March retail sales better than forecast, but rate cut pressures remain

Written by admin on 11/07/2018 Categories: 苏州美甲美睫培训学校

Retail sales growth remains tepid, thanks to discounting and subdued demand. Photo: Chris HopkinsThe value of retail sales across Australia rose a healthy 0.4 per cent in March, seasonally-adjusted, suggesting consumer demand has started to pick up after a slow start to the year.

The rate compares with a revised 0.1 per cent increase for February and economists’ forecasts of 0.3 per cent.

In volume terms, however, first-quarter retail activity was up 0.5 per cent on the December quarter, down from 0.6 per cent last time and below forecasts of 0.7 per cent.

Nonetheless, an improvement in the March trade balance and robust new home sales in the month point to relatively strong growth in first-quarter gross domestic product, according to some economists.

This, in turn, could spare the Reserve Bank of Australia a follow-up cut to the cash rate, which was reduced to a new record low of 1.75 per cent on Tuesday. Low inflation, which triggered the move, remains a concern, however.

The Australian dollar rose on the upbeat economic snapshot, by about 0.5 per cent to US74.90¢.

The Australian Bureau of Statistics said on Thursday that sales of clothing and footwear climbed 1.1 per cent month-on-month, while food retailing was up 0.6 per cent.

Other retailing, which covers everything from pharmaceuticals and cosmetics to magazines and books, was ahead 0.4 per cent for the month.

Turnover in cafes, restaurants, and takeaway outlets was flat, however, and there was a 0.5 per cent decline in department store sales.

Despite some weakness in the retail data, an 8.9 per cent surge in new home sales in March, and a $900 million narrowing in the trade deficit to $2.2 billion suggests economic growth is gaining momentum, says Capital Economics economist Kate Hickie.
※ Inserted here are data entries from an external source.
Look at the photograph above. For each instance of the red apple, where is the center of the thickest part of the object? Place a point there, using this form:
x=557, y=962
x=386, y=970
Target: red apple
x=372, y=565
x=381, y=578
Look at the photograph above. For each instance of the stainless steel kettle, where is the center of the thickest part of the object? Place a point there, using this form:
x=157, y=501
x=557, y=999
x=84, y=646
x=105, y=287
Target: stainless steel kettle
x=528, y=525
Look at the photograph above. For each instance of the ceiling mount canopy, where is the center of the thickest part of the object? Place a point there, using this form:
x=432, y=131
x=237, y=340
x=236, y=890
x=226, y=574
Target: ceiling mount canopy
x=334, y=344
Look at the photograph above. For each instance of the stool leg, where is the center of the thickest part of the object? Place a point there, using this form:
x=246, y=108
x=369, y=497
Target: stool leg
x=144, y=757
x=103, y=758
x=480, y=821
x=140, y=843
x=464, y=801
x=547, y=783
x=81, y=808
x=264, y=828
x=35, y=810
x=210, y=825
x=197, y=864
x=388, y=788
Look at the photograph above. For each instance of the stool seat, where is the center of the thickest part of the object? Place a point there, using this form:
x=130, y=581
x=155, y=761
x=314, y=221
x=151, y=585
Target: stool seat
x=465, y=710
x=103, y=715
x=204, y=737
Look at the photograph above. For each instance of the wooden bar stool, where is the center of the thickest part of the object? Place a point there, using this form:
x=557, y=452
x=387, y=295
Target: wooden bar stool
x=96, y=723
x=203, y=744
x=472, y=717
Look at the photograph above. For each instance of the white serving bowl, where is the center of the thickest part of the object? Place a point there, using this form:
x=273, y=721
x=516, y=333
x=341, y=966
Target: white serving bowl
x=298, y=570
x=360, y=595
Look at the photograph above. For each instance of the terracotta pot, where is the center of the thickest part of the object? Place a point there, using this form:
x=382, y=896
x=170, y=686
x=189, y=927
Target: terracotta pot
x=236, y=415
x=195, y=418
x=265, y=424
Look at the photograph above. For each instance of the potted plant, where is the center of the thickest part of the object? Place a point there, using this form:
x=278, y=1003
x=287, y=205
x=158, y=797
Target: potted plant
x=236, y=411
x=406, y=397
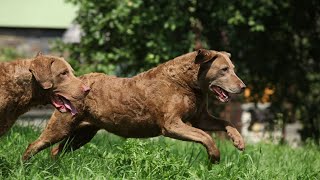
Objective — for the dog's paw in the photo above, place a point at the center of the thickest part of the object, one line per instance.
(236, 137)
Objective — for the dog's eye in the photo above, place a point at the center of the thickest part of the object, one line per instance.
(225, 69)
(64, 73)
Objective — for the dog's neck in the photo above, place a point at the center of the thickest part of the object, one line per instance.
(181, 70)
(32, 93)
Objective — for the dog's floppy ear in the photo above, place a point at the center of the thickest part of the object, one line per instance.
(39, 54)
(226, 53)
(204, 55)
(40, 67)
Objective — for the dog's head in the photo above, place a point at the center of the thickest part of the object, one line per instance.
(56, 76)
(217, 74)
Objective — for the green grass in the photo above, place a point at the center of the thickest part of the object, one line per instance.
(112, 157)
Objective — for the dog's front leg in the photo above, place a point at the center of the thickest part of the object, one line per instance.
(209, 123)
(59, 126)
(82, 134)
(175, 128)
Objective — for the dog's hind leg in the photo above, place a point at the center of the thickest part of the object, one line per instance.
(59, 127)
(210, 123)
(79, 137)
(179, 130)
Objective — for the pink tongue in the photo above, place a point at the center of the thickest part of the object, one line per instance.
(69, 106)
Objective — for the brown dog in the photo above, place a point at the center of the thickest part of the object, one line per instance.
(37, 81)
(169, 100)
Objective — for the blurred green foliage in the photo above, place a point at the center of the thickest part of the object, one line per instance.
(8, 54)
(273, 43)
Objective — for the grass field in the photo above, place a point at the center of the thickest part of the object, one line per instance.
(112, 157)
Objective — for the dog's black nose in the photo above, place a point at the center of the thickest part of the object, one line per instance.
(242, 87)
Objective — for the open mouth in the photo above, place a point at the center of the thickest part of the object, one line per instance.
(220, 93)
(63, 104)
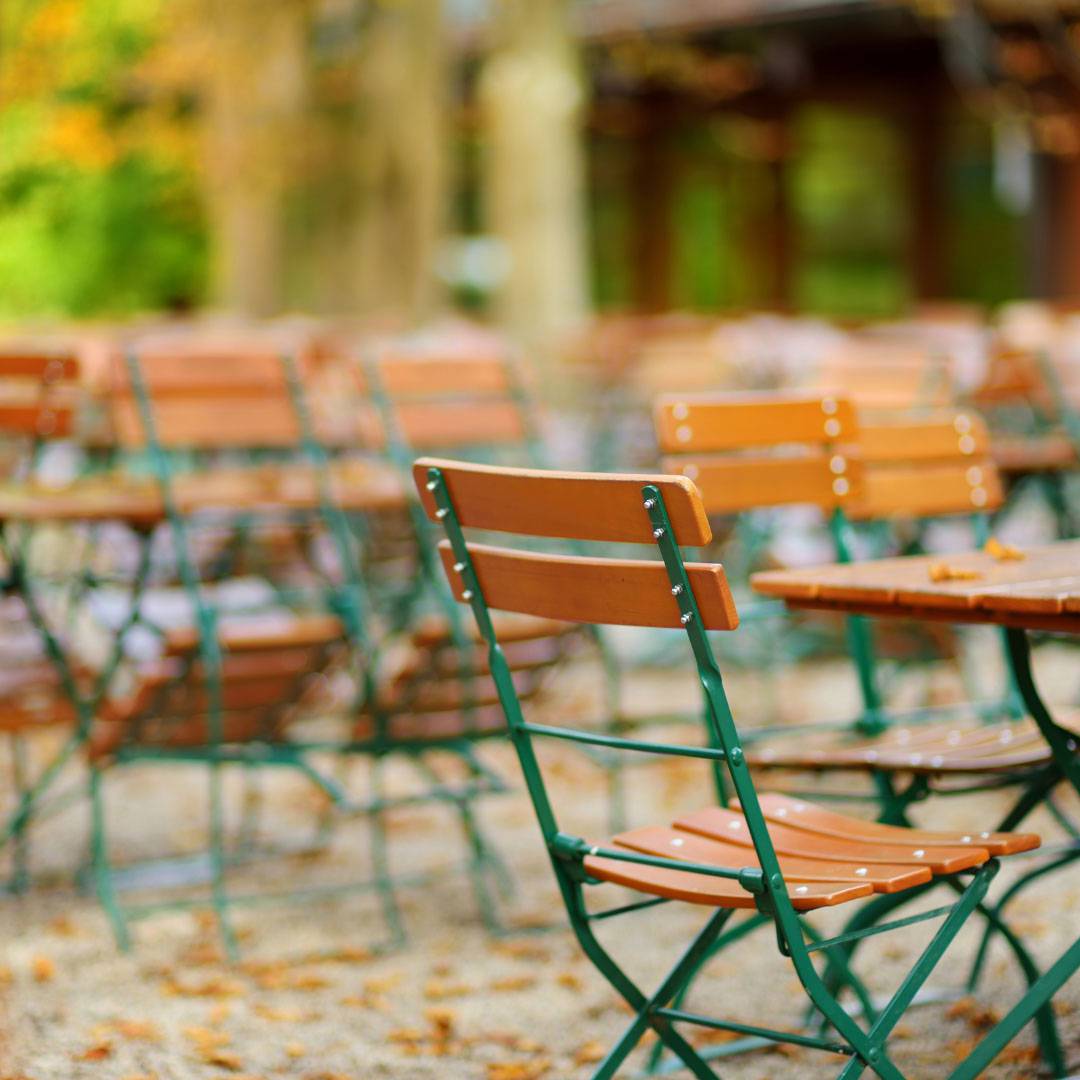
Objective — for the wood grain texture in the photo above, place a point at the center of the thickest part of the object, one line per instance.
(599, 591)
(742, 482)
(602, 507)
(1040, 591)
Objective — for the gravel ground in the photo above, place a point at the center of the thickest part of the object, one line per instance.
(311, 1000)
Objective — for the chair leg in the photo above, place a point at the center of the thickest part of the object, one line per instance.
(645, 1007)
(21, 838)
(483, 856)
(1017, 886)
(219, 895)
(380, 863)
(971, 898)
(99, 863)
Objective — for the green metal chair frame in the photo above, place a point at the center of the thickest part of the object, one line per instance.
(643, 510)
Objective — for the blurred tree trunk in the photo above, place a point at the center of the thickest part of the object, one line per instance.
(532, 103)
(401, 160)
(255, 107)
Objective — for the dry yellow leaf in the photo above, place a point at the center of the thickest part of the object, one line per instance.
(517, 1070)
(142, 1029)
(224, 1058)
(96, 1051)
(514, 983)
(1002, 552)
(43, 969)
(590, 1053)
(435, 989)
(942, 571)
(206, 1038)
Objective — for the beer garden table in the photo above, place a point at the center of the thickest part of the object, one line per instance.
(1035, 590)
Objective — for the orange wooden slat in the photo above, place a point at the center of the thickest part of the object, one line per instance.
(736, 483)
(604, 507)
(598, 591)
(737, 421)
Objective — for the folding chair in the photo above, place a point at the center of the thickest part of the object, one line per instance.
(230, 687)
(779, 858)
(39, 396)
(1031, 408)
(748, 451)
(474, 402)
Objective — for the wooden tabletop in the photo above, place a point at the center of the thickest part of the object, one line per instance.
(354, 485)
(1038, 591)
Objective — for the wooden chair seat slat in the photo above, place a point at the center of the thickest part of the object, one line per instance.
(677, 844)
(908, 849)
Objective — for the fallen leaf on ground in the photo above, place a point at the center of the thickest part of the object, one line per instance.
(224, 1058)
(96, 1051)
(514, 983)
(43, 969)
(516, 1070)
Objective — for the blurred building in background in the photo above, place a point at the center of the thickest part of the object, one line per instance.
(537, 160)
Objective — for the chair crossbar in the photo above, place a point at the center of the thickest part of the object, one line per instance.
(710, 753)
(761, 1033)
(610, 913)
(750, 877)
(880, 928)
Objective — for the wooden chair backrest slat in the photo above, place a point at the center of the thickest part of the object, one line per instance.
(447, 423)
(39, 393)
(601, 507)
(925, 490)
(427, 376)
(733, 483)
(596, 591)
(955, 437)
(207, 399)
(726, 422)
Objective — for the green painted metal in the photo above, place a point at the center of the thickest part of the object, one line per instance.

“March’s Australian international trade and retail sales data suggest that a boost to GDP growth from net trade probably more than offset an easing in consumption growth in the first quarter,” she said.
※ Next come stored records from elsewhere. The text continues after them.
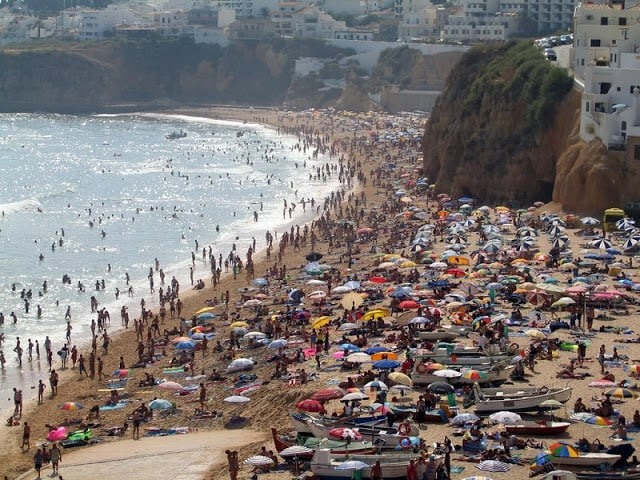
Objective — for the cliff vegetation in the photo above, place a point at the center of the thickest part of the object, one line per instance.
(493, 133)
(80, 77)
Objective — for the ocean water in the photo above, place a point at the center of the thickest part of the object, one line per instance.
(99, 197)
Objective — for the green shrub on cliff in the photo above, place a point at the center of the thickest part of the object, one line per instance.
(484, 131)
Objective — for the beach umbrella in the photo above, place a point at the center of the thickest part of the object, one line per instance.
(564, 450)
(409, 304)
(441, 388)
(589, 221)
(255, 335)
(260, 282)
(320, 322)
(294, 451)
(601, 243)
(598, 420)
(493, 466)
(536, 297)
(358, 357)
(350, 347)
(473, 375)
(186, 345)
(279, 343)
(629, 243)
(354, 396)
(447, 373)
(625, 223)
(463, 418)
(328, 394)
(377, 349)
(341, 290)
(377, 279)
(171, 386)
(351, 300)
(602, 384)
(352, 465)
(563, 302)
(310, 405)
(386, 364)
(240, 363)
(347, 326)
(344, 433)
(400, 378)
(313, 256)
(239, 324)
(533, 333)
(506, 418)
(160, 404)
(237, 399)
(258, 461)
(180, 339)
(205, 310)
(376, 385)
(383, 355)
(621, 393)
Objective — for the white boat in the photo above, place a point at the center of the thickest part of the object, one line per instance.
(465, 357)
(326, 466)
(516, 399)
(435, 335)
(587, 460)
(559, 475)
(387, 436)
(495, 375)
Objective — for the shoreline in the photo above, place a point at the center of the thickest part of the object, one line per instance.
(192, 299)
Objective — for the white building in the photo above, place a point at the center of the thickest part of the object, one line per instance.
(94, 24)
(607, 59)
(247, 8)
(311, 22)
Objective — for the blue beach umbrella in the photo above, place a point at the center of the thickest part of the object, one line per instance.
(386, 364)
(185, 345)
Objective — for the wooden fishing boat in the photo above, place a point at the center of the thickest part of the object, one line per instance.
(337, 447)
(538, 428)
(387, 436)
(516, 399)
(591, 460)
(326, 466)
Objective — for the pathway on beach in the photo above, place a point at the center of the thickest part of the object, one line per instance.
(178, 457)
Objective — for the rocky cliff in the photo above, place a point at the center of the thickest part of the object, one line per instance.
(493, 133)
(80, 77)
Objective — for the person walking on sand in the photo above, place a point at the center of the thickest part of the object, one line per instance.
(56, 458)
(26, 435)
(41, 389)
(37, 462)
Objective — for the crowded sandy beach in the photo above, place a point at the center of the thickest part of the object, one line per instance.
(359, 302)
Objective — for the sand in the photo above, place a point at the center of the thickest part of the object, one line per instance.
(269, 406)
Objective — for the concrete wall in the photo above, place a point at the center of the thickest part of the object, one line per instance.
(368, 52)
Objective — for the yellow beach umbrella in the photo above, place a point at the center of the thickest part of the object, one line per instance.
(239, 324)
(205, 310)
(320, 322)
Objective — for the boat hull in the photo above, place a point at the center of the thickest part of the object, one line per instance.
(587, 460)
(537, 429)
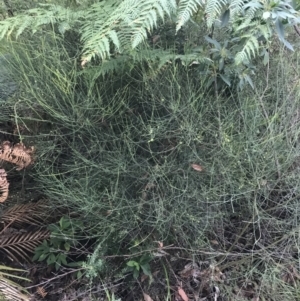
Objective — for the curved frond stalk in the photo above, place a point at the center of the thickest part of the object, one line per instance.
(186, 8)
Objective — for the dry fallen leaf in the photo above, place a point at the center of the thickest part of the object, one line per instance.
(182, 294)
(147, 297)
(197, 167)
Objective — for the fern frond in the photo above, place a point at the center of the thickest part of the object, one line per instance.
(10, 289)
(186, 8)
(125, 24)
(213, 9)
(21, 246)
(236, 7)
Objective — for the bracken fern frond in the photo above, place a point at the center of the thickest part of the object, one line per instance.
(186, 8)
(213, 9)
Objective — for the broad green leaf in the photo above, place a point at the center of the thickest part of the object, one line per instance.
(280, 31)
(214, 42)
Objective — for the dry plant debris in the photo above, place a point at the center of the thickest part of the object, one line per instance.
(3, 186)
(17, 154)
“We estimate that real GDP growth accelerated from the fourth quarter’s 0.6 per cent quarter-on-quarter to about 0.8 per cent.

“Overall, an acceleration in GDP growth in the first quarter would prompt suggestions that the RBA won’t cut interest rates again.

“While demand is important, we still believe that continued low underlying inflation will be the trigger for a decline in rates to 1.5 per cent,” she said.